I do not know how well these books will work for other teacher/child combinations, but Explode the Code turned out to be perfect for us. The reason we liked them was because Christian and I could complete two or three pages from one of the books in about fifteen minutes. It was truly amazing. He worked through the first twelve books (1-6.5) in about four months and could read. I sat there for fifteen minutes per day for four months and watched him learn to read. The only thing I added to the process were a few minor prompts and corrections. He did the rest. What a gift. I do not know if that would would work for every child, but I bet it would work for a lot of them. It was a joyful thing for both of us.
After we got through those first twelve books, we switched to Junie B. Jones. He read all of them aloud to me. They were interesting to both of us.
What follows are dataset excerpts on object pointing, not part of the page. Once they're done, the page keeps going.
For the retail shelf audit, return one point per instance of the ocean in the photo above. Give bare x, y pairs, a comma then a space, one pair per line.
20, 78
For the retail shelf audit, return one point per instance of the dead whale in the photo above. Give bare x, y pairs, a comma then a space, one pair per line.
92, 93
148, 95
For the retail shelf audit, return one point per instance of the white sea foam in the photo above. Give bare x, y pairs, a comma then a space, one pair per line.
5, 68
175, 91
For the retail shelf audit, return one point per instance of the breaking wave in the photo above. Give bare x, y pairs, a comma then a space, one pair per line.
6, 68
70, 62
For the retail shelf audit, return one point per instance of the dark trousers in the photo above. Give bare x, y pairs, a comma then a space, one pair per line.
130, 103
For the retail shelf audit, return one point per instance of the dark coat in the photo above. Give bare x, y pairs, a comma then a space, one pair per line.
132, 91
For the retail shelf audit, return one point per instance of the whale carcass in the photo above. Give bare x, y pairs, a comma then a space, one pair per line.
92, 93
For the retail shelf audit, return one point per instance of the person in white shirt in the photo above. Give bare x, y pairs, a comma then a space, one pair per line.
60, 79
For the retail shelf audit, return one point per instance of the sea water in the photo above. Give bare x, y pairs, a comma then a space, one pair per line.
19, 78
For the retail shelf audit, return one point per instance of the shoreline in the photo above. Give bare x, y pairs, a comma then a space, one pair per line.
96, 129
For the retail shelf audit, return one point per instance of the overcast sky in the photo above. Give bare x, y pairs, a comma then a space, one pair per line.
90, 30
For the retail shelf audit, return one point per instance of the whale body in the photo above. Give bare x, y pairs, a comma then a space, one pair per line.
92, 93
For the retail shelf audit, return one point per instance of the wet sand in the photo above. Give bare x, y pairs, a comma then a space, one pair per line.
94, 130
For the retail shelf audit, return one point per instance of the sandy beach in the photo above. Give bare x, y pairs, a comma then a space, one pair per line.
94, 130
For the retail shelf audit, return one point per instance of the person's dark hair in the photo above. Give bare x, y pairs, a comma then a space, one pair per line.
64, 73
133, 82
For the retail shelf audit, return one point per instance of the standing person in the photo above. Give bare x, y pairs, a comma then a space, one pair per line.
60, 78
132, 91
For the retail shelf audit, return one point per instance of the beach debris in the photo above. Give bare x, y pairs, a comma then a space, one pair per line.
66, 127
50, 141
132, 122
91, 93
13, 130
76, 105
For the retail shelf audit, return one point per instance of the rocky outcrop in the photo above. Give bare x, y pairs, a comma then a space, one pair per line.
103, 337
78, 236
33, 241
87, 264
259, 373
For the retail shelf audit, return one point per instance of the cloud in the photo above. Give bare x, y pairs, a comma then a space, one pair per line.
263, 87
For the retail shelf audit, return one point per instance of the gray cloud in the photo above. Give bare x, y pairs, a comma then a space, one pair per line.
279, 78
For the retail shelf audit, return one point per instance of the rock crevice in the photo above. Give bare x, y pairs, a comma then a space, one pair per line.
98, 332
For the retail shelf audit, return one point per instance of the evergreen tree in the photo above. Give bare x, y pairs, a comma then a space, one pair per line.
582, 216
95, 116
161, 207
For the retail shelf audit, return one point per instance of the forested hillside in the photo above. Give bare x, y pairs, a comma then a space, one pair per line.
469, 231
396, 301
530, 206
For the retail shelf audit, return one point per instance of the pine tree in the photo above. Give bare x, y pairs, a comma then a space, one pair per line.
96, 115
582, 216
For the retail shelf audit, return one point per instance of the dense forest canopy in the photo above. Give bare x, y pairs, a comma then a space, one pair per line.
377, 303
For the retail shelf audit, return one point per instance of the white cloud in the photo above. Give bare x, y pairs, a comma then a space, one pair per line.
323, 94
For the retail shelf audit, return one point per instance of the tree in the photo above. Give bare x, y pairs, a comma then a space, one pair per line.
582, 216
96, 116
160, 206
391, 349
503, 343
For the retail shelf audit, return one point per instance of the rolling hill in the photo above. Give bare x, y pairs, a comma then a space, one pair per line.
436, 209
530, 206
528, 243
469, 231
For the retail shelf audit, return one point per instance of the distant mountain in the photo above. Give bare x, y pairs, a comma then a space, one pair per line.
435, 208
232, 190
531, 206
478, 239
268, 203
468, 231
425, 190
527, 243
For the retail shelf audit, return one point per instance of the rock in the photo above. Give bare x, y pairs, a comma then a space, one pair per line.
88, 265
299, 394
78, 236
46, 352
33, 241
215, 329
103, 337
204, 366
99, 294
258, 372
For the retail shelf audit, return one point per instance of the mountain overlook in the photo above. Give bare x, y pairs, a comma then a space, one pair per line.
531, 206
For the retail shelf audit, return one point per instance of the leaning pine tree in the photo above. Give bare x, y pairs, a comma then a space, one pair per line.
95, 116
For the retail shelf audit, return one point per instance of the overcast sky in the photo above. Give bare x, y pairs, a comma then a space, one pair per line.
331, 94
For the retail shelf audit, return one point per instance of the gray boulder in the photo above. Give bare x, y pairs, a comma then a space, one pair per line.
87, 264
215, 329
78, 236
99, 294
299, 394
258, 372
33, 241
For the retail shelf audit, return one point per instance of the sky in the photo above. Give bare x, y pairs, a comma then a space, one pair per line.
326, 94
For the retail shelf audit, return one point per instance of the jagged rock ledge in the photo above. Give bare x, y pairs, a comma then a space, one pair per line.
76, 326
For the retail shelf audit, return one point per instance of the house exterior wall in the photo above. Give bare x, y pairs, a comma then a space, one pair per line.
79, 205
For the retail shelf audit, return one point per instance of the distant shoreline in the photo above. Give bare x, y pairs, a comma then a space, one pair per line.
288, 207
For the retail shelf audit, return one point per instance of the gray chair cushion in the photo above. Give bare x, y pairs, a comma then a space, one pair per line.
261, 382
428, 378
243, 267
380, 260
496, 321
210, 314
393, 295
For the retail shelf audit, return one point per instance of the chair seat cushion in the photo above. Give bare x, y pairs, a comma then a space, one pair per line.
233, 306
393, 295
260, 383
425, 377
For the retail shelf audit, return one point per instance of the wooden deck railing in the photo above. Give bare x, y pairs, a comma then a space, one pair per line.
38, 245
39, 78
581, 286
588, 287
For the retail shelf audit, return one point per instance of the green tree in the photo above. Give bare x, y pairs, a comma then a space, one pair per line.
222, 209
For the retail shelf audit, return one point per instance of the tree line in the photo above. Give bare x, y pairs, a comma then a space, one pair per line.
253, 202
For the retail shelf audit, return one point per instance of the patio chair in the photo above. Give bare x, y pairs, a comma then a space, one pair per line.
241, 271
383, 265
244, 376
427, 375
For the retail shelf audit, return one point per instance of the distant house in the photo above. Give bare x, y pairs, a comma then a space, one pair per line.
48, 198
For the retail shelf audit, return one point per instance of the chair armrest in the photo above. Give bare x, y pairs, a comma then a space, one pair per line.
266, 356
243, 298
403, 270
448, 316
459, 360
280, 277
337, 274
In the past, he had leafed through Calvin and Hobbes comic books looking at the drawings. Now he would read them to himself, laugh, and read them to the other members of the family. A lot of the words in Calvin and Hobbes were big ones, so he did not always read them correctly. Sometimes, the thing he laughed about was not really the point of the strip. Still, both Kelly and Christian read both Calvin and Hobbes and Foxtrot comic books a lot. I think it was tremendously beneficial for their reading fluency. More than that, they had something they truly loved to read.
Imagine how much more useful education would take place in America if every child had someone who was willing to sit with them for fifteen minutes per day for six months and listen to them read. I honestly believe that is all it would take for the vast majority of children to read fluently. I think the fact that an interested adult is looking on is more important than the method used. We have some friends who are about the age of my parents who visited a public school close to them after their retirement three days per week to listen to kids read. I do not know why any parent would not want to do that for their child. If there was ever a win-win situation, this is it.